2026-03-31 23:56:36 +08:00

90 lines
4.3 KiB
Markdown

# Replication Plan
## Scope
The core goal of this replication is to implement the semantic-aware resource allocation algorithm (Hungarian algorithm for channel assignment + exhaustive search for optimal $k_n$) and the transform method for fair comparison.
**Out of scope:** The DeepSC neural network training and NLP text processing. Instead, we will simulate the pre-trained DeepSC behavior using a parameterized surrogate function or look-up table mapping SNR and $k_n$ to semantic similarity ($\xi$). The user explicitly requested NOT to reproduce Figure 2, so the focus will be entirely on Figures 3, 4a, 4b, and 4c.
## Implementation Order
### Module 1: Environment & Channel Simulator
- **File**: `src/models/environment.py`
- **Dependencies**: None
- **Test file**: `tests/test_environment.py`
- **Acceptance criteria**:
- [ ] Generate N users and M channels with specified bandwidth
- [ ] Apply pathloss (128.1 + 37.6 lg[d(km)] dB) and shadow fading (6 dB)
- [ ] Calculate SNR $\gamma_{n,m}$ based on noise power and Rayleigh fading
### Module 2: Semantic Similarity Surrogate
- **File**: `src/models/semantic_model.py`
- **Dependencies**: `src/models/environment.py`
- **Test file**: `tests/test_semantic_model.py`
- **Acceptance criteria**:
- [ ] Given SNR and $k_n$, returns a simulated semantic similarity $\xi \in [0, 1]$
- [ ] Higher SNR and higher $k_n$ strictly increase $\xi$
### Module 3: Resource Allocation Optimizer
- **File**: `src/models/allocator.py`
- **Dependencies**: `src/models/semantic_model.py`, `src/models/environment.py`
- **Test file**: `tests/test_allocator.py`
- **Acceptance criteria**:
- [ ] Implement exhaustive search over $k_n \in [1, K]$ to find optimal $\widetilde{\Phi}_{n,m}$
- [ ] Implement Hungarian algorithm for bipartite channel assignment ($\alpha_{n,m}$)
- [ ] Compute overall S-SE for the proposed model and conventional/fixed models
### Module 4: Transform Method & Baselines
- **File**: `src/models/baselines.py`
- **Dependencies**: `src/models/environment.py`
- **Test file**: `tests/test_baselines.py`
- **Acceptance criteria**:
- [ ] Implement Ideal Shannon limit SE calculation
- [ ] Implement 4G and 5G CQI to SE mapping lookup
- [ ] Implement transform method: calculate equivalent S-SE given transforming factor $\mu$
### Module 5: Evaluation & Plotting
- **File**: `src/evaluate.py`
- **Dependencies**: All of the above
- **Test file**: None (creates final plots)

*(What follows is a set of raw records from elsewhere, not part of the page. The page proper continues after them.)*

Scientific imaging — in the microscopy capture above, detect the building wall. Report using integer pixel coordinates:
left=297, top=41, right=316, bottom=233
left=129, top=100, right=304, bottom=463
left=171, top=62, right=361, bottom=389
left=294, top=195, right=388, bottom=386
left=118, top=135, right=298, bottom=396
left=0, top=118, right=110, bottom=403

- **Acceptance criteria**:
- [ ] Generate outputs corresponding to target Figures 3, 4a, 4b, 4c.
## Replication Targets
### Figure 3: S-SE of the semantic-aware network with different models
- **Type**: Line Plot
- **Data source**: Resource allocation output (Module 3) vs fixed $k_n$ baselines
- **Priority**: High
- **Expected values**: Proposed model S-SE > fixed $k_n$ models. Plateau expected around ~1.2 S-SE. (REFERENCE ONLY)
### Figure 4(a): S-SE versus the number of channels
- **Type**: Line Plot
- **Data source**: Evaluation loop varying channels M from 1 to 10
- **Priority**: High
- **Expected values**: Semantic > Ideal > 5G > 4G for M>=5. (REFERENCE ONLY)
### Figure 4(b): S-SE versus the transmit power
- **Type**: Line Plot
- **Data source**: Evaluation loop varying transmit power (-40 to 23 dBm)
- **Priority**: High
- **Expected values**: Semantic plateaus around 10 dBm, Ideal grows continuously and overtakes Semantic. (REFERENCE ONLY)
### Figure 4(c): S-SE versus the transforming factor
- **Type**: Line Plot
- **Data source**: Evaluation loop varying $\mu$ (bits/word) from 18 to 40
- **Priority**: High
- **Expected values**: Semantic outperforms 5G and 4G for $\mu > 19$, and outperforms Ideal for $\mu > 27$. (HIGH Reliability)
## Environment Requirements
- Python >= 3.10
- NumPy >= 1.23.0
- SciPy >= 1.9.0 (for linear_sum_assignment)
- Matplotlib >= 3.6.0
## Estimated Effort
- Core model: 4 hours
- Training pipeline (Optimization loop): 2 hours
- Evaluation: 2 hours
## Known Challenges
1. DeepSC Simulator Approximation: The exact DeepSC performance curve is not provided analytically. Mitigation: We will fit a parameterized logistic/sigmoid curve that approximates the $\xi$ mapping over SNR and $k_n$ derived from the visual insights of Figure 2.
2. 3GPP Tables for 4G/5G: 3GPP TS 36.213 and 38.214 need specific threshold tables. Mitigation: Implement an approximate step function matching realistic SE/CQI curves for these specifications.